七公主这才恍然大悟,笑着抱着德妃的胳膊撒娇:“果然还是额娘聪明!”
“你啊,虽说打小比你姐姐机灵些,但到底还是小孩心性。”德妃摇了摇头说:“这些宫里头的规矩你都得学起来,日后好好照看你十四弟,明白吗?”
七公主眼睛低垂着乱转了会儿,止不住地撇嘴,最后这夺嫡赢家可是四哥,额娘怎么还是一门心思扑在十四弟身上。
“额娘,我今儿也是想和四哥多亲近,您看如今四哥多得皇阿玛欢心,等以后四哥再大一些,不是更能好好照料十四弟吗?”七公主照常见缝插针劝德妃,“所以额娘您该对四哥热情一点,有个贴心的儿子又不是什么坏处。”
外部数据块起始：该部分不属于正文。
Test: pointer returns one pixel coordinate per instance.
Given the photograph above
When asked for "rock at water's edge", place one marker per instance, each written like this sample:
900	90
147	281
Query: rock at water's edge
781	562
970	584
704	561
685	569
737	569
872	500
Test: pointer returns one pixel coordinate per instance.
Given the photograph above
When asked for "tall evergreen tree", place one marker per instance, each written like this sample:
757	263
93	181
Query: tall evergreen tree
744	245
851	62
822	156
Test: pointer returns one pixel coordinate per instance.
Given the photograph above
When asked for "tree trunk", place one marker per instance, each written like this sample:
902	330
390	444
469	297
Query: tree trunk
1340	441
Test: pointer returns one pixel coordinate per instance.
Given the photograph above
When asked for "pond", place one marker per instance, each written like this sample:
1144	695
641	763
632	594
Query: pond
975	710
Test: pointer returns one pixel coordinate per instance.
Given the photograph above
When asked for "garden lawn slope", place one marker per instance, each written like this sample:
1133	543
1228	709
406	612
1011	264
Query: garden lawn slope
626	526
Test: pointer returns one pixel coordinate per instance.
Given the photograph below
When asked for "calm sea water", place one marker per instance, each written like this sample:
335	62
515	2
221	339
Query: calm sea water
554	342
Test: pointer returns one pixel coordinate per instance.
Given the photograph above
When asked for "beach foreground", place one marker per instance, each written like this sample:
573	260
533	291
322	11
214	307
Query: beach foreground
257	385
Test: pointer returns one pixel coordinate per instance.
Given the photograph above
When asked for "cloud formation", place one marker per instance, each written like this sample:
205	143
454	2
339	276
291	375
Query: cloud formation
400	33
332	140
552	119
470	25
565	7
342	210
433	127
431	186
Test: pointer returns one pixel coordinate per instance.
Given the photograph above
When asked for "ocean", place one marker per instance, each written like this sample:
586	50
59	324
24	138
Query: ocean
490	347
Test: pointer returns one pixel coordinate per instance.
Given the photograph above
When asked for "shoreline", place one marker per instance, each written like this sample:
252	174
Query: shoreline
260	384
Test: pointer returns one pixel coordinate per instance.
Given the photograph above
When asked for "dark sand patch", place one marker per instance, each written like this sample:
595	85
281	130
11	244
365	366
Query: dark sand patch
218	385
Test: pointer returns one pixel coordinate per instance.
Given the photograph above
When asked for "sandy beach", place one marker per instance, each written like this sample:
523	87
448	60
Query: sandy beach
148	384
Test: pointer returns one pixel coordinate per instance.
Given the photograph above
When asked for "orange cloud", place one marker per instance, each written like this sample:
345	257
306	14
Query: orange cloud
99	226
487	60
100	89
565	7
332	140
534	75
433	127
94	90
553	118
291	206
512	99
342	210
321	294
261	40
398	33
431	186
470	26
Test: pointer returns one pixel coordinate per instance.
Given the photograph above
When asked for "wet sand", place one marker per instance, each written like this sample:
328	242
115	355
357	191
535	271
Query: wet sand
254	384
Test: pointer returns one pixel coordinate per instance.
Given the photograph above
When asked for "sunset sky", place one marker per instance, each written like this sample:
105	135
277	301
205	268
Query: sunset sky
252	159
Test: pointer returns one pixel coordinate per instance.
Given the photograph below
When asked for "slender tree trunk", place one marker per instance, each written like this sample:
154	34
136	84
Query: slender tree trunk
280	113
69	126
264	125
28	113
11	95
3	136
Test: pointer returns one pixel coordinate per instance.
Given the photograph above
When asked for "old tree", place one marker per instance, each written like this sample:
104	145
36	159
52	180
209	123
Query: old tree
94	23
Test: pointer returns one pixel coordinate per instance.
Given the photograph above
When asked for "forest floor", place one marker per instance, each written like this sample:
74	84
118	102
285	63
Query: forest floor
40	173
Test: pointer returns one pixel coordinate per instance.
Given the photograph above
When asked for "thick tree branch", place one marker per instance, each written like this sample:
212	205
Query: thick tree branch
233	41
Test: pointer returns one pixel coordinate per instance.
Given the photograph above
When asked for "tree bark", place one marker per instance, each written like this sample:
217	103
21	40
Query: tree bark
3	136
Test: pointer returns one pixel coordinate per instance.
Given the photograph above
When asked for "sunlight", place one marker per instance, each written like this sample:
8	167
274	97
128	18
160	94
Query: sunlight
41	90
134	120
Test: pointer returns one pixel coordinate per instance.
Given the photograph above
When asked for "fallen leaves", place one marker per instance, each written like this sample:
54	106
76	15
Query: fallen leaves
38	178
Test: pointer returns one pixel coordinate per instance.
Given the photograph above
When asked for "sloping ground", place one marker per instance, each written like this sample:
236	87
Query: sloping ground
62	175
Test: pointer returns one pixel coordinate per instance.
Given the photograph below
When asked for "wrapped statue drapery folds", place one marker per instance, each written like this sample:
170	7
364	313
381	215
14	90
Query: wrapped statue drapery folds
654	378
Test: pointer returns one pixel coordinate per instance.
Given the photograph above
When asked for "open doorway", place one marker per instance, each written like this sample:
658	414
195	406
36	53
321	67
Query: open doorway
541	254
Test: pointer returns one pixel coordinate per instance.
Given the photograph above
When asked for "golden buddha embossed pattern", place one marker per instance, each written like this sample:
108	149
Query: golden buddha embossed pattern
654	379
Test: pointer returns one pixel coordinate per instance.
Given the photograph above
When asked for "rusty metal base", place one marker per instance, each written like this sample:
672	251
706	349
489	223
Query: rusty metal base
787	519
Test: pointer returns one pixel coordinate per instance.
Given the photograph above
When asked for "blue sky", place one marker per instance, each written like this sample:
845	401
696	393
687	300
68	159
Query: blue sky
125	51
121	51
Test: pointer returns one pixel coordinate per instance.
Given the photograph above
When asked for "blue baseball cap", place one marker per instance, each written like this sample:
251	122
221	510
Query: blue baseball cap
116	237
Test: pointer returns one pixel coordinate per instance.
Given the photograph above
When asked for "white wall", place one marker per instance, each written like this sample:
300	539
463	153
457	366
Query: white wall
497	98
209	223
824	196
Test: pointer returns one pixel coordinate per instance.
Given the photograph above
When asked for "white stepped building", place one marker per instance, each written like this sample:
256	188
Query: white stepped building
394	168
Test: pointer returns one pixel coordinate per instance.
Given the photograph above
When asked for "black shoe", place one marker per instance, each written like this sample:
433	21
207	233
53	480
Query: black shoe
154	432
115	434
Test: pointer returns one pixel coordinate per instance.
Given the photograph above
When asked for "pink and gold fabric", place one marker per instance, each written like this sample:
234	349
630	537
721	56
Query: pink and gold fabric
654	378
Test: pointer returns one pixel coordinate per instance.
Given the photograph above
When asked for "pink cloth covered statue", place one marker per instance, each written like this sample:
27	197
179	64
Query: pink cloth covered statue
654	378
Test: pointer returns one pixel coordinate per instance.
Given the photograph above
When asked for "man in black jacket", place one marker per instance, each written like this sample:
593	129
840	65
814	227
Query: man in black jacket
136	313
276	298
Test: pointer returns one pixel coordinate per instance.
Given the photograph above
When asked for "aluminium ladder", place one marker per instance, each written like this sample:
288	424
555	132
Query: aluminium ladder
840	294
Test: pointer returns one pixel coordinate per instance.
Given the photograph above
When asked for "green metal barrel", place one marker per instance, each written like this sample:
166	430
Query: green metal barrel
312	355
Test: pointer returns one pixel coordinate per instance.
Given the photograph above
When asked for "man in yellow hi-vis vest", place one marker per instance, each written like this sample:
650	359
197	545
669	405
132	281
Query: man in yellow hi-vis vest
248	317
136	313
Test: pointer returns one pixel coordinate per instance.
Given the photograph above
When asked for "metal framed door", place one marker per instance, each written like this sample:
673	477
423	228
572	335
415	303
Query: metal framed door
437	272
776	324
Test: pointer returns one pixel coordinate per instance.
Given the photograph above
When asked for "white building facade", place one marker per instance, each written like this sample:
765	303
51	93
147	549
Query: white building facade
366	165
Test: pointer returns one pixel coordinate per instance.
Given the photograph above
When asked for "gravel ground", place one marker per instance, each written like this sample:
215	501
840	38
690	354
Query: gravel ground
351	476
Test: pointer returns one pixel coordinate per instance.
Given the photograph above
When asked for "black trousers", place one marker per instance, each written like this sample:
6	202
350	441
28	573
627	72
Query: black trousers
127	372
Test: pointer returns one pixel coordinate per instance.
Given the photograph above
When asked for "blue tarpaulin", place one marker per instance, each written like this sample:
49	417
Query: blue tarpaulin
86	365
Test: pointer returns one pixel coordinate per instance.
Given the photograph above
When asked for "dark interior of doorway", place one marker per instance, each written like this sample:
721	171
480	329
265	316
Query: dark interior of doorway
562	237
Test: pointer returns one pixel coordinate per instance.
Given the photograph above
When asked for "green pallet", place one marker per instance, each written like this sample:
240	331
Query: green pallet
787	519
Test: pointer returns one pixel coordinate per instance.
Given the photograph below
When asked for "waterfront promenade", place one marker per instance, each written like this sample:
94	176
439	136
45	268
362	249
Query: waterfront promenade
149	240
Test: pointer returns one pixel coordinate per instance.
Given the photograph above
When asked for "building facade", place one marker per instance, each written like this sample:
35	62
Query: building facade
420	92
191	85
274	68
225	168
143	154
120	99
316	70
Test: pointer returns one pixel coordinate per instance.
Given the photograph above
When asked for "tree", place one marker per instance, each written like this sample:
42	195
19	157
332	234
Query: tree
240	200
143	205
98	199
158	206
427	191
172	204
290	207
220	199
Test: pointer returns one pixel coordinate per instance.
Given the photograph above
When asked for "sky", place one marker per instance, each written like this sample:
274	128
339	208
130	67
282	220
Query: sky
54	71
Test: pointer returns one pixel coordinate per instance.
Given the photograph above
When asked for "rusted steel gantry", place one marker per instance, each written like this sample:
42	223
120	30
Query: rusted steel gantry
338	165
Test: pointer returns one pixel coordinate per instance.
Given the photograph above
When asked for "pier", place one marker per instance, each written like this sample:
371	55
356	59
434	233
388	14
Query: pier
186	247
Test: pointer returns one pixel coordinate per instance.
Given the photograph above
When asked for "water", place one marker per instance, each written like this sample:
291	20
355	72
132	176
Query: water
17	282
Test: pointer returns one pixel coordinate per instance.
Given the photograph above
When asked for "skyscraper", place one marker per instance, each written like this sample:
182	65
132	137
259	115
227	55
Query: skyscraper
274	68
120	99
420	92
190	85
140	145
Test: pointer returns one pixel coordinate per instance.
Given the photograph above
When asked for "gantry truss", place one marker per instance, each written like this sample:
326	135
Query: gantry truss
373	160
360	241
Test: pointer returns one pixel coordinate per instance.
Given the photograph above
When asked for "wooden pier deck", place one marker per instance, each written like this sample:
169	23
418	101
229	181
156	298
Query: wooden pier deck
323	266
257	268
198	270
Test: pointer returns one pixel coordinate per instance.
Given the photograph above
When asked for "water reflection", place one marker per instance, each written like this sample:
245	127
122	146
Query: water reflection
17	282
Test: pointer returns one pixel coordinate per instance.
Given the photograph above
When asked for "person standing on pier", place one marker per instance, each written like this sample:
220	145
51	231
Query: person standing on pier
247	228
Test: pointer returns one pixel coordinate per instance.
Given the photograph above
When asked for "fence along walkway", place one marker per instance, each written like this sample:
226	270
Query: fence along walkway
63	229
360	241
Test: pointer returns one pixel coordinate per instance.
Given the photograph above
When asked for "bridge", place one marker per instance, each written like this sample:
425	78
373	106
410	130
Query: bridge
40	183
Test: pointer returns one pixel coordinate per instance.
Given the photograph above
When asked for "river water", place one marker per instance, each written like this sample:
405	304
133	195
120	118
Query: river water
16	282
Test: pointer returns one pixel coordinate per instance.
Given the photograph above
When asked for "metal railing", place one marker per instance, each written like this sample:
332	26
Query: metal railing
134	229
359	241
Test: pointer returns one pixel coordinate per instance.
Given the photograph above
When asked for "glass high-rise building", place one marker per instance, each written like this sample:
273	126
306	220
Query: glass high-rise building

“你怎么就这么喜欢你四哥?”德妃已经从最开始听七公主提起四阿哥的大发雷霆到如今的疲惫无奈了,“你出生的时候他就已经在长春宫了,你和他打小也没怎么见过。”
提起这个德妃就百思不得其解。
七公主也不好说破,只缠着德妃让她一定要对胤禛好一点,平时遇见了嘘寒问暖两句也好。
“行了,你就别念经了。”
德妃让她打住,不过说起胤禛,她还真想起今日在寿宴上,皇贵妃提起要给胤禛相看福晋的事来,按理来说,胤禛要指婚,也得在她这个生母面前过一遍才是,有一句话永安倒是没说错,她既然已经怀胎十月千辛万苦地把胤禛生下来了,那还不如让他能为她这个额娘做点事。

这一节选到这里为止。